Ca mia senhor quiso Deus fazer tal,
quando a faz, que a fez sabedor
de todo ben e de mui gran valor,
e con todo est'é mui comunal
ali u deve; er deu-lhi bon sen,
e des i non lhi fez pouco de ben,
quando non quis que lh'outra foss'igual.

Ca en mia senhor nunca Deus pôs mal,
mais pôs i prez e beldad'e loor
e falar mui ben, e riir melhor
que outra molher; des i é leal
muit', e por esto non sei oj'eu quen
possa compridamente no seu ben
falar, ca non á, tra-lo seu ben, al.


El-Rei D. Dinis (CV 123, CBN 485)



I

1. Identifique o assunto desta cantiga.

2. Justifique o convencionalismo desta cantiga de acordo com os modelos poéticos adoptados e o formalismo da linguagem.

3. Explique o desenvolvimento do assunto através da estrutura da cantiga.

4. De que modo é que o trovador caracteriza a sua «senhor»?

5. Explicite a concepção do amor no género de cantigas a que esta pertence.
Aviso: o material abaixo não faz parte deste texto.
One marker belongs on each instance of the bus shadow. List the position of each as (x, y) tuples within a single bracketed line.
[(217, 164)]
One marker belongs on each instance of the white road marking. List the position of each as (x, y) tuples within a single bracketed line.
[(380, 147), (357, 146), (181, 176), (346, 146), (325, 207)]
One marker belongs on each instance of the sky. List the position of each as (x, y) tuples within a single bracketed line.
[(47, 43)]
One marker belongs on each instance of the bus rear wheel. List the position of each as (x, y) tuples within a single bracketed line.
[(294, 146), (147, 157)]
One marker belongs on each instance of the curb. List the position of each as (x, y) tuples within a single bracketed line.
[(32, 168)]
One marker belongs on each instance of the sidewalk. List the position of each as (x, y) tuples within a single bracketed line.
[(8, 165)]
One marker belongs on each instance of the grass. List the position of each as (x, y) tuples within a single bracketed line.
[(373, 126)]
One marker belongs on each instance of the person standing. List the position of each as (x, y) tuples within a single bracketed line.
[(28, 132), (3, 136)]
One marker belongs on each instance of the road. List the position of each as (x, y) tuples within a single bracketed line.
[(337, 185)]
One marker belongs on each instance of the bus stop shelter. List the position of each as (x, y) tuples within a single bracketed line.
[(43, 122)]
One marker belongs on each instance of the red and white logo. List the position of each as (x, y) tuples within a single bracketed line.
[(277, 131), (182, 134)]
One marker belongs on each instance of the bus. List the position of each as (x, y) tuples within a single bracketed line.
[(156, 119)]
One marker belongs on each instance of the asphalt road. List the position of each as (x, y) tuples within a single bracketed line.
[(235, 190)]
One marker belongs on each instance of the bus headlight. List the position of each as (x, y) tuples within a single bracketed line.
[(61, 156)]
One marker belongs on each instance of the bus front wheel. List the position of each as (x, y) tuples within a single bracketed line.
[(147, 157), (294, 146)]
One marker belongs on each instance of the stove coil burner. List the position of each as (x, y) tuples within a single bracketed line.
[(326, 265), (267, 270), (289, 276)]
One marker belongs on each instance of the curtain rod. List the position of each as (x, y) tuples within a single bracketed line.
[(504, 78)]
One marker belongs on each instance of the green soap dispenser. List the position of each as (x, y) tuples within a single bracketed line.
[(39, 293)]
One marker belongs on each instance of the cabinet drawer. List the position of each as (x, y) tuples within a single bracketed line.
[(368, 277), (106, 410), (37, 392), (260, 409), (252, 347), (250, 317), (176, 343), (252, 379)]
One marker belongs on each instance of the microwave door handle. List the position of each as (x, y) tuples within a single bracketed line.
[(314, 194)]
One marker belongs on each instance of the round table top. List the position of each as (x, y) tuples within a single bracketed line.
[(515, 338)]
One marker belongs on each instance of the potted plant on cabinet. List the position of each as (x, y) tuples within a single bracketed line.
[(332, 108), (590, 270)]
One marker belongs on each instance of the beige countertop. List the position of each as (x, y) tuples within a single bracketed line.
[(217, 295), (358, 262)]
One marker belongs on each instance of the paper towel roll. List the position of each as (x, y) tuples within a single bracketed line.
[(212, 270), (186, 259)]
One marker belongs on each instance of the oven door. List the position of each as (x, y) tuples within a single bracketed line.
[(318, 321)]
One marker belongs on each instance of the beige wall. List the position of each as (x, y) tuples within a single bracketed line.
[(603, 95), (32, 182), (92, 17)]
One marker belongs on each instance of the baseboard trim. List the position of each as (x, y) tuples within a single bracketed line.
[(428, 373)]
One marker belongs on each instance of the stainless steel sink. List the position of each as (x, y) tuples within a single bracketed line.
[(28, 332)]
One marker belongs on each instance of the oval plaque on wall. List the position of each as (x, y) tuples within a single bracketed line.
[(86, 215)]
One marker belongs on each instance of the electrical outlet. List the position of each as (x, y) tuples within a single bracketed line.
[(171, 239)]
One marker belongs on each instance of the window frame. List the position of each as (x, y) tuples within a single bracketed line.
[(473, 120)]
6. Faça a análise da estrutura externa (estrofe, métrica e rima).


II

Numa composição cuidada, comente a seguinte afirmação de Roberto Lopes:

«O culto cavalheiresco da mulher ideal (...) tratava-se de uma convenção limitada a um círculo muito restrito de homens, cada um dos quais se consagrava ao serviço de determinada mulher, não lhe importando proceder em relação às outras como lhe aprouvesse, a começar pela sua própria.»